Students also remembered the attacks through a memorial display on Saturday.

Together with the Young America’s Foundation (YAF) and the College of Law chapter of The Federalist Society, graduate student Timothy Bell organized the “9/11: Never Forget Project” on campus. Bell said he was thinking of a different way to remember the different victims of the attack when he came across YAF’s Web site. He found YAF’s idea to plant 3,030 American flags with each flag representing a person who was killed on Sept. 11. Bell and student volunteers from the College of Law planted the flags at 5 a.m. on Cribbet Field, which is the area between Fourth Street and Pennsylvania Avenue.

The display brought together law student and student groups from all political stripes, Bell said. These groups included the American Civil Liberties Union (ACLU), the Federalist Society, the Jewish Law Student Association, the Military Law Society and the Native American Law Students Association.

“After we finished setting up the flags, we got down to say the Pledge of Allegiance,” Bell said. “Students from all different political walks and beliefs stood there with our hands over hearts, honoring those who died that day.
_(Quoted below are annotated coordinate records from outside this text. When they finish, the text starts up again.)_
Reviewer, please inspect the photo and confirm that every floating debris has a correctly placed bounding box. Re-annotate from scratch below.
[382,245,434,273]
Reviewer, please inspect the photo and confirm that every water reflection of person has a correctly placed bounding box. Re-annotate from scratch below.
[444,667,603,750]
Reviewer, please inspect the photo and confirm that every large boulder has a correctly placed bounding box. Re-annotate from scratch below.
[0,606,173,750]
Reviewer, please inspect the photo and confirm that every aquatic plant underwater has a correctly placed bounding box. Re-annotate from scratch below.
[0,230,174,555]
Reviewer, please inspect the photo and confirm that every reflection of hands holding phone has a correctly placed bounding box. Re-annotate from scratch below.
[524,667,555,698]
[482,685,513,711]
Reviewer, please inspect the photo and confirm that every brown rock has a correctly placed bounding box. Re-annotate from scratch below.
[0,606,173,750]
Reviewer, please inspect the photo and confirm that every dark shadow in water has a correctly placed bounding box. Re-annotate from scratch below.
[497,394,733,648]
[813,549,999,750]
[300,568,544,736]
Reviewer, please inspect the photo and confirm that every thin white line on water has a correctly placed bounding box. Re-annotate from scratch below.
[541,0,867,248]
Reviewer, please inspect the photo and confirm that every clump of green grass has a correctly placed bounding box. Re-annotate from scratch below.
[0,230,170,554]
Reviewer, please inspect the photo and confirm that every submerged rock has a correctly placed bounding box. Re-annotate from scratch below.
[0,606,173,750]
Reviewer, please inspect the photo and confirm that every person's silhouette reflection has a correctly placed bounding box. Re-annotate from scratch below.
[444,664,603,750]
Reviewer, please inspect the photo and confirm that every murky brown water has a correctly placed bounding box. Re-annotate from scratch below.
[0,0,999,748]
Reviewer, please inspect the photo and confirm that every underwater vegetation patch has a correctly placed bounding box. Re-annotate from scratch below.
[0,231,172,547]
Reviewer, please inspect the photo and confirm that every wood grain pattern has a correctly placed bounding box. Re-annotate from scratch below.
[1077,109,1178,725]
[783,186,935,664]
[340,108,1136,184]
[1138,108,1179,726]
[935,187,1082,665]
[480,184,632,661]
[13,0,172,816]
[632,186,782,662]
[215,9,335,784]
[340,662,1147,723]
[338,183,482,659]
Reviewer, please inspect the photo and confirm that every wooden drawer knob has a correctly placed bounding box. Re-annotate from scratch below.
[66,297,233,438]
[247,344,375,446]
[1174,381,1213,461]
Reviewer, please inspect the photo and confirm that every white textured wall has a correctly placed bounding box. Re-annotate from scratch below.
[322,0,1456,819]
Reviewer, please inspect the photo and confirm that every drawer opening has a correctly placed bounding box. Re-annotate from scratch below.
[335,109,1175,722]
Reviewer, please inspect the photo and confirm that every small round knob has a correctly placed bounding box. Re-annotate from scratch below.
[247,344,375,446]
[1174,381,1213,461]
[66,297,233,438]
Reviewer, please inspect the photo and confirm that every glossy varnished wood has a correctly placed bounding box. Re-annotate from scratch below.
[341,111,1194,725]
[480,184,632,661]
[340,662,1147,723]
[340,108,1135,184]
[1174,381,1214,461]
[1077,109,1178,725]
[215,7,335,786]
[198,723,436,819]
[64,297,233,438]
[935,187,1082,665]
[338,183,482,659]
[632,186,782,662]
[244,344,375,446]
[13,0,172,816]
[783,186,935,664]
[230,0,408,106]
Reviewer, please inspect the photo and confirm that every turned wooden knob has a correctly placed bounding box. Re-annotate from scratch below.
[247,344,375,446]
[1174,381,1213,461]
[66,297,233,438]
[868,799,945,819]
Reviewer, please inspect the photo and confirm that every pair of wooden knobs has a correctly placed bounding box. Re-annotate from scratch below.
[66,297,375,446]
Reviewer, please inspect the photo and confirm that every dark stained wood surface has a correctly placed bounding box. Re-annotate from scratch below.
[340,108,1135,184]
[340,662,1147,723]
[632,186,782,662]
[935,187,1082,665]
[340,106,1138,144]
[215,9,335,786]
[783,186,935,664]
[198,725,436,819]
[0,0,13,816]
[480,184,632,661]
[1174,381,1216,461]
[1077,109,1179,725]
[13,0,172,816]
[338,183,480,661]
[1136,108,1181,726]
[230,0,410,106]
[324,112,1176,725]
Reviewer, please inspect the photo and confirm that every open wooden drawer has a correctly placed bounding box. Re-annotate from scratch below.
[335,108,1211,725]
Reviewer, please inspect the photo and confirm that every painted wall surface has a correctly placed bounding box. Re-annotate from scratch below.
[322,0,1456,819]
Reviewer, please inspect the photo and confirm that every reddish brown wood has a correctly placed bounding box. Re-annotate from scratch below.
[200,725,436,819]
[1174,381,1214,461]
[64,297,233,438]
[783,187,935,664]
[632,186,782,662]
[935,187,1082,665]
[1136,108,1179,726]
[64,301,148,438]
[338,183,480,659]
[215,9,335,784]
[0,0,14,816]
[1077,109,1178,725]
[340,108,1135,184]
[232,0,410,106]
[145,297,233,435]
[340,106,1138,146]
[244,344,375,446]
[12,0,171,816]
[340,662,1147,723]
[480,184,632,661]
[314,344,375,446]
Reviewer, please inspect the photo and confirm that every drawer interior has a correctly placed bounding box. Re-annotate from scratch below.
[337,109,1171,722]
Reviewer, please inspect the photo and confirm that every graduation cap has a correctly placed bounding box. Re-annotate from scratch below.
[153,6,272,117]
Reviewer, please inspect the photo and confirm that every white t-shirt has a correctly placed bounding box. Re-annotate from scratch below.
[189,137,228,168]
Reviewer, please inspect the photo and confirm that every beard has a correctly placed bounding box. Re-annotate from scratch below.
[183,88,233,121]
It is our hope that this memorial will unite us once again.”

Bell said he believed everyone in the United States and in the world was touched and changed by the attacks.

“We, as a nation, were in disbelief knowing someone’s father, mother, son, daughter would not return home that day,” Bell said. “A lot of us cried, and a lot of us shook with rage. A vast majority of Americans realized that it didn’t matter what each of us did for a living, or what school we went to; we didn’t care what one’s nationality, race or religion was. Sept. 11 brought our nation together.”

Bell plans to store the flags to use again for a memorial display next year.

Over the weekend, other students were too busy with their daily activities to remember the date.

“Honestly, I didn’t even know it was Sept. 11, because I was so busy with work,” said Michelle Lillibridge, senior in LAS. “I do not know anyone who died in the attacks personally, but I know people who do and I sympathize with them. People will remember this (day) for a long time.”

Lillibridge said it was hard to find time to commemorate the day, but if it was more personal to her, she would take more time.

“The Sept. 11 attacks were so removed, that people like me either don’t want to think, don’t like to think or choose not to think about the event,” she said. “But Sept. 11 is a reality; it did happen. People do have to understand that.”